Silver prices rally for a second day on Reddit frenzy
Silver jumped for a second day on Friday after a call by Reddit posters to create a short squeeze sparked sharp moves Thursday.
Silver futures on the Comex exchange rose by as much as 7.12% to $27.7 an ounce.
US gold futures rose 1.1% to $1,858.60 a tonne. Precious metals were also helped by a retreat in equities as hedge funds and retail investors continue to battle over valuations and European countries fight over covid-19 vaccine supply. On Thursday, silver miners’ shares spiked and the largest silver exchange-traded fund, iShares Silver Trust, saw a frenzy of option buying after the market emerged as a target on the Reddit forum r/wallstreetbets. First Majestic surged 21% on Thursday, and rose as much as 13% on Friday. “In the very short term, I would think people would be cautious about holding a short in precious metals, irrespective of the fundamental view/what other markets are doing,” Marcus Garvey, head of metals and bulks commodity strategy at Macquarie Group Ltd told Bloomberg. “We are confident that the influence of retail investors on silver will not last all that long, and that ultimately industrial and institutional demand will be the key factor in the longer term,” Commerzbank analyst Eugen Weinberg said in a note. “Short-squeezing a stock with short interest of 140% is one thing, but short-squeezing a physical commodity where market-ready stockpiles are three times average daily futures volume is another,” Adrian Ash, director of research at brokerage BullionVault told Bloomberg. Other commodities While the price of equities often relies on expectations for future performance, commodities are driven by fundamentals of supply and demand.
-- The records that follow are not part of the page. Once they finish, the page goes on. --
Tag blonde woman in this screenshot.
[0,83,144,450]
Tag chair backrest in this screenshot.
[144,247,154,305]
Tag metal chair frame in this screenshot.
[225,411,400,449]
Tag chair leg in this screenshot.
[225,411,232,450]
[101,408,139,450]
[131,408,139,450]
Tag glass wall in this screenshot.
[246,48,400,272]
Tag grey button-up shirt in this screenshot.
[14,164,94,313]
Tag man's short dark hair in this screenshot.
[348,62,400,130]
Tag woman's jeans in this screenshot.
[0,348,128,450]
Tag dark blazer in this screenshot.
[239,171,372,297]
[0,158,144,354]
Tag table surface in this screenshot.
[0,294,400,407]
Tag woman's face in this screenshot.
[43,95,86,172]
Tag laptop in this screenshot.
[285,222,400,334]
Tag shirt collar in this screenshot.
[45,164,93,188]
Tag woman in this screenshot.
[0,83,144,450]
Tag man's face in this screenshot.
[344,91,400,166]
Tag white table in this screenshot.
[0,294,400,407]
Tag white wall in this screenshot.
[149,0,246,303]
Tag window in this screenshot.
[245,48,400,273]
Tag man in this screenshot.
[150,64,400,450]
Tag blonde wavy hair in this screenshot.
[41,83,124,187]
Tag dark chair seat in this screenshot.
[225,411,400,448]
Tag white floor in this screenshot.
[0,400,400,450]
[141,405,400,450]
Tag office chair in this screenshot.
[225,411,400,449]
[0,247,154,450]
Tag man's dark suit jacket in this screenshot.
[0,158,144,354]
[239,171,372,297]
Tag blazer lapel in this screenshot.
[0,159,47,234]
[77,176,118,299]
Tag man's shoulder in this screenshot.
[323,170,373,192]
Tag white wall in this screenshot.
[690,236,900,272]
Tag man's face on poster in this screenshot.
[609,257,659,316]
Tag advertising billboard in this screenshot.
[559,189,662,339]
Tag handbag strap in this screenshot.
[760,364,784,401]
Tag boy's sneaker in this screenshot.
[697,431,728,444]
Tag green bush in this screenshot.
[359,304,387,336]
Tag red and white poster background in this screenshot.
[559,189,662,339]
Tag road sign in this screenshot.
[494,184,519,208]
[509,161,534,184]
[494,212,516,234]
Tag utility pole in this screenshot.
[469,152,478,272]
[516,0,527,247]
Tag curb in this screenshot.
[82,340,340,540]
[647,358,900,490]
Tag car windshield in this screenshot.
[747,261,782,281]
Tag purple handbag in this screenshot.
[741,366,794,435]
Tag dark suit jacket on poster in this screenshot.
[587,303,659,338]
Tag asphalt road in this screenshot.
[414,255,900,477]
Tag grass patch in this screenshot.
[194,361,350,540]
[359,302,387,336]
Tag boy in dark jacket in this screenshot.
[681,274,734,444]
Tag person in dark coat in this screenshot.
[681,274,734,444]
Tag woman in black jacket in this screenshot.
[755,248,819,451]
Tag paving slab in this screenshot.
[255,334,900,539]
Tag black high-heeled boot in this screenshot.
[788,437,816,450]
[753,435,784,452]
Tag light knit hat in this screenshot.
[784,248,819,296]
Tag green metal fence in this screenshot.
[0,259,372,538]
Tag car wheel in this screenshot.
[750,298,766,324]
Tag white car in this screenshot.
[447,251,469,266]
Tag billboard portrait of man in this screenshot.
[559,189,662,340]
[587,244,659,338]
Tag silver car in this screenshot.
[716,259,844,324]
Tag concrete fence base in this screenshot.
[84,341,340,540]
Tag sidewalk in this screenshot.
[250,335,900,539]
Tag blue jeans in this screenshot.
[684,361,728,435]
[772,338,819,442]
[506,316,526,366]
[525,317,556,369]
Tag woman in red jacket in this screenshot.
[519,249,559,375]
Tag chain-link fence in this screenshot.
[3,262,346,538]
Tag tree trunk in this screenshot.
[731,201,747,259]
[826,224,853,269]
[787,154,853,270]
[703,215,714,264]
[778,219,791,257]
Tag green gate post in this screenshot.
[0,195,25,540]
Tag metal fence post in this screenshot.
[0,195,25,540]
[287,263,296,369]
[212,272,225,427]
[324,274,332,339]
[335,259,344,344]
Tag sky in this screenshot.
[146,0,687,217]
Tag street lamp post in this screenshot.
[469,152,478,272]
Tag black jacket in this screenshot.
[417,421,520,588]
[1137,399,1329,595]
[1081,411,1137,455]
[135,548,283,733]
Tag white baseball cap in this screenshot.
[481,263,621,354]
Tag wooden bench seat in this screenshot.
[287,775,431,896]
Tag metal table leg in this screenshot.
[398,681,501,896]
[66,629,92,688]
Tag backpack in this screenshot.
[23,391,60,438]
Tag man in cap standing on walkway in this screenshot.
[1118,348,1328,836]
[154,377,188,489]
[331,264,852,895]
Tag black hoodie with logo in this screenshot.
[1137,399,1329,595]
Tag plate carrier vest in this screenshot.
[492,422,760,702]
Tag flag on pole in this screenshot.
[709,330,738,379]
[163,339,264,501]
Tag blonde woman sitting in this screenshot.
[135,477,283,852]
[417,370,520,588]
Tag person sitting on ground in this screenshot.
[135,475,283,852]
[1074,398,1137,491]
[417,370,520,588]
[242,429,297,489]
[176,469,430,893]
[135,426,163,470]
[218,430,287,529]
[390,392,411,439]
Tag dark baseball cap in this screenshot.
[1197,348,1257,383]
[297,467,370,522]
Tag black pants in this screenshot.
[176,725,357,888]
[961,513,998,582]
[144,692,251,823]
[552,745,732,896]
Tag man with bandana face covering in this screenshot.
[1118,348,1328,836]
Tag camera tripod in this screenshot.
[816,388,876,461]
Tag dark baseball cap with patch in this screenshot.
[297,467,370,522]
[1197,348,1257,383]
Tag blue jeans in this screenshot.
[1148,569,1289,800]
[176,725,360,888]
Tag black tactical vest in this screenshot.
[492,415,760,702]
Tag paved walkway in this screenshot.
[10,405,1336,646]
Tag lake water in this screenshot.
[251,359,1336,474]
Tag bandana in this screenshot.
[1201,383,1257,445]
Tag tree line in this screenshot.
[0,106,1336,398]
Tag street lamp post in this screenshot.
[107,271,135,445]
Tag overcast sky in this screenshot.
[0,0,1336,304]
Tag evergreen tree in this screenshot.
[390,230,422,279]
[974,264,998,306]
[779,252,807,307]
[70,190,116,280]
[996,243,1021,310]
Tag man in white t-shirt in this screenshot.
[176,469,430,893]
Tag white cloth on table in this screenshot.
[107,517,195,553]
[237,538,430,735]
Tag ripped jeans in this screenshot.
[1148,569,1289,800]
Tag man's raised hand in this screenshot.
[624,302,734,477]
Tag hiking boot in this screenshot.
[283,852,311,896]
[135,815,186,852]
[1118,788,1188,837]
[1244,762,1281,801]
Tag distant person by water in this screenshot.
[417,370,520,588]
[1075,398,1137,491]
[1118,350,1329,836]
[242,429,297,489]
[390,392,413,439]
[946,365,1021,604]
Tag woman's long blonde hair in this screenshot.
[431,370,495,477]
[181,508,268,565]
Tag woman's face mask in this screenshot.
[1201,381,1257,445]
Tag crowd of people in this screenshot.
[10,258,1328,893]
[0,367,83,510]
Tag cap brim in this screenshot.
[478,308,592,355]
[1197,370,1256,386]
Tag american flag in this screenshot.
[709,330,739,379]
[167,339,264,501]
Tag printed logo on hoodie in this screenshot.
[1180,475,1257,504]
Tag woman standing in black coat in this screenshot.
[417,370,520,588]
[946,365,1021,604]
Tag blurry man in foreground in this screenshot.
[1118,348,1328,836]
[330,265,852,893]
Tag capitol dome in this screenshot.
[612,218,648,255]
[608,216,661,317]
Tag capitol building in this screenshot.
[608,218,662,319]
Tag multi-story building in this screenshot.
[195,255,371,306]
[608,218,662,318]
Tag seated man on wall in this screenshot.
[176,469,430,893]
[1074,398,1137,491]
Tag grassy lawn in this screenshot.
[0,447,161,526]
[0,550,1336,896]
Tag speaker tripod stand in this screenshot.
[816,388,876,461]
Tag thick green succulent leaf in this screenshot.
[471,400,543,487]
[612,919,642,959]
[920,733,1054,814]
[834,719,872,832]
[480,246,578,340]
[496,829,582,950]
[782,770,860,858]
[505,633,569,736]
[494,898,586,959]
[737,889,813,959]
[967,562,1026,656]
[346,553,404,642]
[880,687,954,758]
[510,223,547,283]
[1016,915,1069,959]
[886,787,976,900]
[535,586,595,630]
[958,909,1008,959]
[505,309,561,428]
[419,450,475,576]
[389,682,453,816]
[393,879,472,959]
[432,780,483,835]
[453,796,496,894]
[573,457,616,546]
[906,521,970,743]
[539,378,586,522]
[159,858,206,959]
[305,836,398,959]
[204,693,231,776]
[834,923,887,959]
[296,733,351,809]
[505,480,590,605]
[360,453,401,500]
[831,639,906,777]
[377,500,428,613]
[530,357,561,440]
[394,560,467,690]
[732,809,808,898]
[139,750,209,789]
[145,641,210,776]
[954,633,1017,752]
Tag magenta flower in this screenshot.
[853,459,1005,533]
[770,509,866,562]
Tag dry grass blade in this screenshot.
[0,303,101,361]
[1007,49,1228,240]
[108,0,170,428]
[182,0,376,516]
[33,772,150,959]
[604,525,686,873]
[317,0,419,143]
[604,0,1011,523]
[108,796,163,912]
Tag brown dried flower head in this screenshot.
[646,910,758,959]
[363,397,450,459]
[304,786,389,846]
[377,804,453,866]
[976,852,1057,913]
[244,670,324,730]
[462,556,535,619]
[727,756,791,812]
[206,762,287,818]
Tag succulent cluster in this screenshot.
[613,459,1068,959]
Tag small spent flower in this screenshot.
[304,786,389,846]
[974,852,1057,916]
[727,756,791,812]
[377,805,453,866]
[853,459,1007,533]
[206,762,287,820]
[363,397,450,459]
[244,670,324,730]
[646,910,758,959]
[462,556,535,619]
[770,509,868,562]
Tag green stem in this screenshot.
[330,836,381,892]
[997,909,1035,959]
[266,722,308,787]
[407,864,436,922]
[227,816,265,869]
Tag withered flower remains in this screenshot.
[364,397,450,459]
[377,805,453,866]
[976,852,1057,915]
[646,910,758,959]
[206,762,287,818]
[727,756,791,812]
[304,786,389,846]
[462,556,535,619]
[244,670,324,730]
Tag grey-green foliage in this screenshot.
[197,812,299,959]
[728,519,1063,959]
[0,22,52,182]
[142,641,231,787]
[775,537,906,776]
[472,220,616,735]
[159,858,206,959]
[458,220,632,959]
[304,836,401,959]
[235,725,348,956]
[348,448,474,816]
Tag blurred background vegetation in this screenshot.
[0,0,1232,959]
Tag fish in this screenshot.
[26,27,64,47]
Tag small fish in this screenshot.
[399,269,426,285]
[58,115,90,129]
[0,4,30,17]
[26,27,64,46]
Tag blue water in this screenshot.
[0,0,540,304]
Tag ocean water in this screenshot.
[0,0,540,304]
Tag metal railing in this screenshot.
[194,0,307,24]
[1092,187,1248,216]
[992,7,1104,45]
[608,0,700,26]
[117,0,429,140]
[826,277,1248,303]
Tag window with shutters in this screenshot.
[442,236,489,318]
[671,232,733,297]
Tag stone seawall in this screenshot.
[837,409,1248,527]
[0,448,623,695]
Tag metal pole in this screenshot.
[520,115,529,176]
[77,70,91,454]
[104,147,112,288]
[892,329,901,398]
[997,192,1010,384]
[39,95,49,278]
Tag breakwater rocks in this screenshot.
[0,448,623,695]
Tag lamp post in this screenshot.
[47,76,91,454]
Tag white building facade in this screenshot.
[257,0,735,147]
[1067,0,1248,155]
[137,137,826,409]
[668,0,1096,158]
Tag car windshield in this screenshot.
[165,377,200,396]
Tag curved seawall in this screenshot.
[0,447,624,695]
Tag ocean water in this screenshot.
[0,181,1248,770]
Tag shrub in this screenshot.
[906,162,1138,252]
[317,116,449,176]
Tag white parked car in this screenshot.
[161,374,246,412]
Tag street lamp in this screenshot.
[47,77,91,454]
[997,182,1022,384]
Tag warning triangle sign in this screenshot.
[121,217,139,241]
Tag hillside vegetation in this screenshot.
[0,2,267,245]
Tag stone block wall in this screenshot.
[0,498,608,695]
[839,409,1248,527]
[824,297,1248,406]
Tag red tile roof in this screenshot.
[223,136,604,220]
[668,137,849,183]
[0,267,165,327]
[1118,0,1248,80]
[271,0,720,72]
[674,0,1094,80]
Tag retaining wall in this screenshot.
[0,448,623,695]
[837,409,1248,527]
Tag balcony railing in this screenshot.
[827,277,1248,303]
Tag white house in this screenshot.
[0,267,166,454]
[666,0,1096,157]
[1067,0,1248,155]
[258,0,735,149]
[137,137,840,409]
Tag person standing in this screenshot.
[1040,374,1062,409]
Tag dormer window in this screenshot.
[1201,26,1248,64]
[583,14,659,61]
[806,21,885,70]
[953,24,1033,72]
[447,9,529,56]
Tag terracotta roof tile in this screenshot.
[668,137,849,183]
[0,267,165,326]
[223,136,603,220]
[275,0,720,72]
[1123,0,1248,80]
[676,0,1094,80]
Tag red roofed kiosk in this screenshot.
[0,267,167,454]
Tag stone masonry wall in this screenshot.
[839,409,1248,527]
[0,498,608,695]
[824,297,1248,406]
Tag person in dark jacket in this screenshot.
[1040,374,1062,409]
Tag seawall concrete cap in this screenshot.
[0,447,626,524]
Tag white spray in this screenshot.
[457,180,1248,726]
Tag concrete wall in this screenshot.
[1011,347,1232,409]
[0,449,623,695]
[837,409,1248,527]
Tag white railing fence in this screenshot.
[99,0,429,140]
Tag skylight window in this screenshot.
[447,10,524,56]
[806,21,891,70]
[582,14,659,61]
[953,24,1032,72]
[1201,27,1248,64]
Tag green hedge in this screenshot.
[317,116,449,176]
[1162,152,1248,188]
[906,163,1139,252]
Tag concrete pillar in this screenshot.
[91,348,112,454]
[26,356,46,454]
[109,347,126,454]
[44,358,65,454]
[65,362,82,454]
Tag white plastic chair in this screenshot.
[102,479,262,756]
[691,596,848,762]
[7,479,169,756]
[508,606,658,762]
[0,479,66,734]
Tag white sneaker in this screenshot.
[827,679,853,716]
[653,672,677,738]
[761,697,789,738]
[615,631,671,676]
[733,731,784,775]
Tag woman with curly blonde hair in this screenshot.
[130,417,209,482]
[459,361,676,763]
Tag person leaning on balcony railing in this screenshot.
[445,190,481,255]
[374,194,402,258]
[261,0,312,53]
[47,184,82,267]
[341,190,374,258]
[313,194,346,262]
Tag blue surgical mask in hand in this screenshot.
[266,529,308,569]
Buying an ETF requires the fund at some point to find more metal, oil or agricultural products to back up the trades. “For retail investors to push up silver prices the way they did GameStop and AMC Entertainment Holdings Inc., it might take significantly more time, even with tireless buying by speculators,” Tai Wong, the director of metals trading at BMO Capital Markets in New York told Bloomberg. “You can have as much flow as you want on the speculative side,” said Bart Melek, head commodities strategist at TD Securities said in a Bloomberg interview. “But in the end the supply and demand will win.”